ONE NIGHT ONLY 29th.August 2018

You can always tell when an after dinner speaker has gone down well. The audience is silent and engrossed until the end when a stream of questions flows. Tonight there were two speakers, Dimas Lopez and Jasmine Burns, from Nightstop North East a charity that takes the very practical step of supporting homeless people to lift themselves from the despair of the gutter and gain the confidence to face a better future. On a single night basis they find volunteers with an empty room willing to provide a room and a meal. The fact of living for a short time in a comfortable and communicative household is sometimes just the boost the young person needs. During the day the charity offers help and advice to find work, and manage the various complexities of living on the breadline. 

There are currently 55 hosts in the North East and 85% of interventions have led to positive outcomes. The Nightstop option is certainly a pathway to success for many unfortunate youngsters.

Further information:

WHITE MARBLE OR SNOW 8th. August 2018

Ashley took us on a colourful tour of India and shared his photographs. It ranged from the bustling traffic of Delhi to the clear air and peace of the foothills of the Himalayas. Some of his most memorable “glimpses” were of the iconic architecture.  We all recognised the white marble of the Taj Mahal commissioned by The Mughal Emperor, Shah Jahan to house the tomb of his wife Mumtaz Mahal. It was very poignant to be told the sad tale of the Emperor who was eventually imprisoned by his son in the Agra Fort. We shared the view through the window were he could only get a distant glimpse of the tomb of his beloved wife on the horizon.



Every time Cliff takes on his role as interviewer in our own version of Desert Island Discs he reveals fascinating stories from his interviewee. This time it was Harry who, having moved to Sunderland, has just started to come to our club. He started his life in Carlisle 95 years ago but soon moved to Keswick. The morning assemblies in his school inspired his first choice of music …”Morning Has Broken”.

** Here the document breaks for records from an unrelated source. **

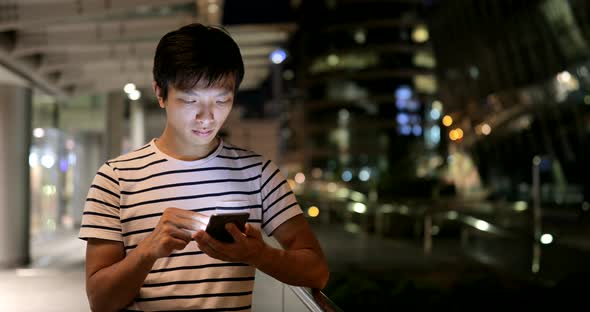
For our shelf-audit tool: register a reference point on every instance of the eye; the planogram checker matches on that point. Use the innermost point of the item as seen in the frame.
(187, 101)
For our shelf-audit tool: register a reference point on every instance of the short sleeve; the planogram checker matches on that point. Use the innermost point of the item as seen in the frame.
(278, 201)
(101, 218)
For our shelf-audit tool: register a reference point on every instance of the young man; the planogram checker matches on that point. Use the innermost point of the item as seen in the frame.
(146, 210)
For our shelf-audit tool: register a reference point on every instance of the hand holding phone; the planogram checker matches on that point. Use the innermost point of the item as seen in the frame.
(216, 225)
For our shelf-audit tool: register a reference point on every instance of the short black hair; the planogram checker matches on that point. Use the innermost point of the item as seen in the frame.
(195, 54)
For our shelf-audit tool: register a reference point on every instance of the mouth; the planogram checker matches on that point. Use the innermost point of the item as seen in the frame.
(203, 133)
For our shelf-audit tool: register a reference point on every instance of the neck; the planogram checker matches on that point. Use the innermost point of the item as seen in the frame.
(180, 150)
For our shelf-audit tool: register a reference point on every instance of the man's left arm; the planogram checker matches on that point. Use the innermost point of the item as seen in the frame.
(301, 262)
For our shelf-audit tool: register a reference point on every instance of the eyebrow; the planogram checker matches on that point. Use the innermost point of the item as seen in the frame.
(192, 92)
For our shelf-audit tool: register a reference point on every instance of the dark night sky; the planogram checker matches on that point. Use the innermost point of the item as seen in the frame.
(257, 11)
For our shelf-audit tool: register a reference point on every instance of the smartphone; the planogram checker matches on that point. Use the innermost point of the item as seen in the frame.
(216, 225)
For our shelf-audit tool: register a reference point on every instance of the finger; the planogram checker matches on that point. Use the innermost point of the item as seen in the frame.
(187, 223)
(251, 231)
(181, 234)
(204, 238)
(235, 232)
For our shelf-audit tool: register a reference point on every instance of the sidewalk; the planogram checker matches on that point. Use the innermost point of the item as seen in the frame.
(54, 282)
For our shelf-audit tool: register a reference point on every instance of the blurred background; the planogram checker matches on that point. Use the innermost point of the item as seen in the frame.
(438, 148)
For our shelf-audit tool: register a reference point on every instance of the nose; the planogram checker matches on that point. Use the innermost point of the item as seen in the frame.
(204, 115)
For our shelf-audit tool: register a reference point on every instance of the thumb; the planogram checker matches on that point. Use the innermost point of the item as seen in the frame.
(251, 231)
(235, 232)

One happy memory was when at the age of 17 he helped a young girl who had fallen off her bike. She had just been evacuated from Newcastle and eventually became his wife and soulmate for more than 60 years before she sadly died. Memories cover all sorts of emotions and Harry included Bette Midler’s song “Wind Beneath My Wings” as Vera’s favourite song.

His wartime in the RAF was illustrated by Glenn Miller. He was a radio operator and spare gunner in a Wellington Bomber operating from an island in the Indian Ocean against Japanese submarines. He then became a parachute instructor jumping from everything from a hangar roof to a balloon or a Dakota plane.

After the war he joined the Fire Brigade even though he only just scraped above the minimum height. He soon upgraded his photographic hobby and worked in the Fire Brigade Audio Visual Department. The music continued via Frank Sinatra and Nat King Cole. He soon found himself starting a photographic business in Consett getting commissions to photograph musicians such as the Beatles, Rod Stewart and Tom Jones which led to a different range of songs. Kodak even sent him to Las Vegas.

Harry’s was a varied and exciting story and Cliff help him to express it in music. 


Whenever we get a new member of our Club it is nice to find out a little about them. Rotarian Tony moved into the North East and joined us recently. After his talk he was described as “A Jack of All Trades” because the range of his interests, talents and successes was vast. He described his early years in a bomb shattered area of London and his first “job” as a photographic model for Mobo Toys. The more creative side of photography interested him from an early age. He was developing his own photos under the stairs at the age of 10 and he became Chairman of his school’s photographic society. His other main interest had been guitars He bought his first one at the age of 13 and he founded a school skiffle group, played local gigs in a rock band and enjoyed folk music (including Morris dancing). Tony sometimes dreams that music might have been his life but his “jobs” took over. He became involved with computer graphic design and management working for companies such as GEC, Logica, British Rail and British Gas. For ten years he wrote a monthly column for “Computer Systems”. While with Nascom he was involved with the production of the first British computer for under £200. When he retired he returned to his love of photography and set up a successful photographic business. He is still enjoying playing bass in a blues band. What a busy life!



We have learnt much from the stories of Ray’s career in the oil industry but tonight he took us back to his early origins as an engineer. He was working as a lathe turner ensuring that the massive wheels of industry, particularly the ones on steam railway, kept turning. We were a little confused when he talked of regrinding the tyres until we realised that the tyres were actually various grades of metal which covered the hub of the wheel. After years of wear they could lose the essential shape to stay safely on the rails.

It was a sobering thought to be reminded that the massive wheels on the Mallard or the Flying Scotsman needed the ongoing skills of craftsmen.